'Inception': Christopher Nolan's Dreamy New Movie

Joseph Gordon-Levitt stands, with Leonardo DiCaprio to his left, in a scene from 'Inception.' Warner Bros/Everett Collection

Leonardo DiCaprio and friends are ninjas of the subconscious, dashing through the landscape of other people's dreams, in Christopher Nolan's Inception. This endlessly fascinating swirl of a film could have come only from Nolan, who blends the cerebral twistiness of Memento (his thriller that moves backward in time) with the spectacular action of his Batman megahit, The Dark Knight. DiCaprio, as a thief-for-hire named Cobb, doesn't merely skulk around sleeping minds, pilfering strangers' secret thoughts. He and his team, complete with architect, actually construct the dream worlds they'll enter, with streets that can rise up and become walls—the city as Murphy bed—or, if things go wrong, a train roaring through city traffic. You may get a headache keeping up with the plot as Cobb tries to plant a new idea in a man's brain; stealing thoughts is simple, but adding one is a risky operation involving a dream within a dream within a dream. Even as you tick off the film's overload of references, though—a Matrix here, a James Bond there—the amazing effects and Cobb's quest carry you along.

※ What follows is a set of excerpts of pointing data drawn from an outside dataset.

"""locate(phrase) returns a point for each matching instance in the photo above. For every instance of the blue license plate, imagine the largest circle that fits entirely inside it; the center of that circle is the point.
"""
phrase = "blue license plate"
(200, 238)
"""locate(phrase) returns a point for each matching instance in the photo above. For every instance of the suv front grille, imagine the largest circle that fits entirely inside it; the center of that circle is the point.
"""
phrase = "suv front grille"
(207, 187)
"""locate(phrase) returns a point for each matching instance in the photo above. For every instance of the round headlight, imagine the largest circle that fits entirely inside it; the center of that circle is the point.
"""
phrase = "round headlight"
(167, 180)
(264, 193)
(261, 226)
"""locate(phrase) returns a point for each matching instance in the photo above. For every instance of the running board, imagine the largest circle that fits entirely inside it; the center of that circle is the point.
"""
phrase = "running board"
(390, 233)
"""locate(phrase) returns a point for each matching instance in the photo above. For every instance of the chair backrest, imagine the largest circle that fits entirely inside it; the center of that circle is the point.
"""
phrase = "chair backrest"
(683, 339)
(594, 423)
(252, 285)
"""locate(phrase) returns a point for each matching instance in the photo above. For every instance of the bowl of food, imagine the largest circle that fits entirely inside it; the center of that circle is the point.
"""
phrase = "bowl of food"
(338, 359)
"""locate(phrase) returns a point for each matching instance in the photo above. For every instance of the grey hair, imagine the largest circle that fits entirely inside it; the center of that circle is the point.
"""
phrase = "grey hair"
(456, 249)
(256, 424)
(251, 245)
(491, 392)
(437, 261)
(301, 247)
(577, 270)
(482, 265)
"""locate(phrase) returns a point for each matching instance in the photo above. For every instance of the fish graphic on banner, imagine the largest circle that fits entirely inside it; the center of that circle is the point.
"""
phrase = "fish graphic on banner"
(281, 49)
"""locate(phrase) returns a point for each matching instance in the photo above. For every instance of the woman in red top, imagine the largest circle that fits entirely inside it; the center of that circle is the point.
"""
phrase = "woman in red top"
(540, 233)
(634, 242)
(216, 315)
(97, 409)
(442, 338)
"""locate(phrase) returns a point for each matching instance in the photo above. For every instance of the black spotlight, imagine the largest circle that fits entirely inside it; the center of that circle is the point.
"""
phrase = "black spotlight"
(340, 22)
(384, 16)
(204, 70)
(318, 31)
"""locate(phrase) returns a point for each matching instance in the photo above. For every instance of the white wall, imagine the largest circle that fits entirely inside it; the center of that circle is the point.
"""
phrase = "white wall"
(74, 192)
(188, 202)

But Nolan is the brainiest of Hollywood directors, and Inception is more than the ultimate "it was all a dream" movie. It is the most sophisticated in a year of splashy screen events about parallel worlds, in which characters enter alternate realities and return with some solution to personal and often global problems. Cobb's dangerous assignment is meant to save the world from an energy conglomerate. Avatar's hero goes to Pandora, falls for its nature-loving people, and learns to value the environment. The characters on Lost travel sideways to other times and places in what seems an attempt to escape the island, but turns out to be a way to save their own souls. Even Tim Burton's Alice in Wonderland transforms Lewis Carroll's story into a journey of self-discovery fit for the 21st century. The movie's Alice is a 19-year-old who returns from Wonderland realizing she doesn't have to marry the smug gentleman her family selected; she can head out to sea and open a trade route to China instead.

These films, not radical-minded indies but among the most expensive and popular onscreen, suggest that reality is so fraught and problematic that we need to go elsewhere—out of this world or deep into our minds—to see things clearly. They evoke a Wizard of Oz parallel dimension ("You're not in Kansas anymore, you're on Pandora," the villainous colonel in Avatar warns), but their lessons are more political than "There's no place like home." Cobb is hired by a businessman (Ken Watanabe) to plant a thought in the brain of a rival (Cillian Murphy). The new idea: the rival must break up the conglomerate he is about to inherit, which is poised to control half the world's energy and become, as one character puts it, "a new superpower." A too-powerful energy company? Nolan's astute and prescient observation seems like eyes-open common sense in these BP-weary days.

As his plot mirrors world events, Nolan also gives his story an old-school human heart. Cobb's personal mission is to clear his name of a crime so he can stop racing around visually stunning locations (Paris, Tokyo, Tangiers) and return to his children in Los Angeles. The sci-fi gloss and gizmos are not the point. A machine in Inception lets its characters share dreams, and Avatar suspends humans in pod-beds while their brains inhabit Na'vi bodies, but Victorian Alice simply tumbles down a rabbit hole to the same effect: to be set loose in the free-floating land of the unconscious and come back improved. Putting on armor and slaying the Jabberwocky lets Alice return to her reality ready to claim her independence and power.

On the most superficial level, these alt-universes offer audiences the appeal of an easy fix; maybe we can dream our troubles away, just as Avatar's Jake and Lost's Locke can leave their wheelchairs behind and walk on Pandora and the island. More specifically, Avatar places its hope in science and ethics, Lost offers loosey-goosey spirituality, and Alice a familiar proto-feminism. Inception looks for solutions in the tougher realm of the unconscious. Yes, that's dizzying. Ellen Page, as the architect on Cobb's team, is saddled with thankless dialogue like "Wait, whose subconscious are we going into exactly?" (A sure laugh line.) But the complications are also a measure of Nolan's daring and his career-long obsession with control. Memento's hero, with acute short-term memory loss, tries to hang on to fleeting thoughts; Batman tames the chaos of Gotham. Raising those stakes, the characters in Inception try to control what is by nature uncontrollable: the unconscious. It's odd that a movie about disciplining thoughts is so over-the-top undisciplined, indulging its set-piece action at the expense of coherence. But at least there are ideas at play here and in the other parallel-world films, as they capture a cultural moment.

The moment they capture most directly, though, may drift in from two years ago, when these movies were still in the works and the Obama campaign was channeling hope for change and a brighter future. These films may be reminders that, even in the face of harsh political reality, indulging our imaginations is still the best way to find fresh solutions. Or, in a more dismal and timely reading of Inception: it might take a brain transplant to solve our energy problems.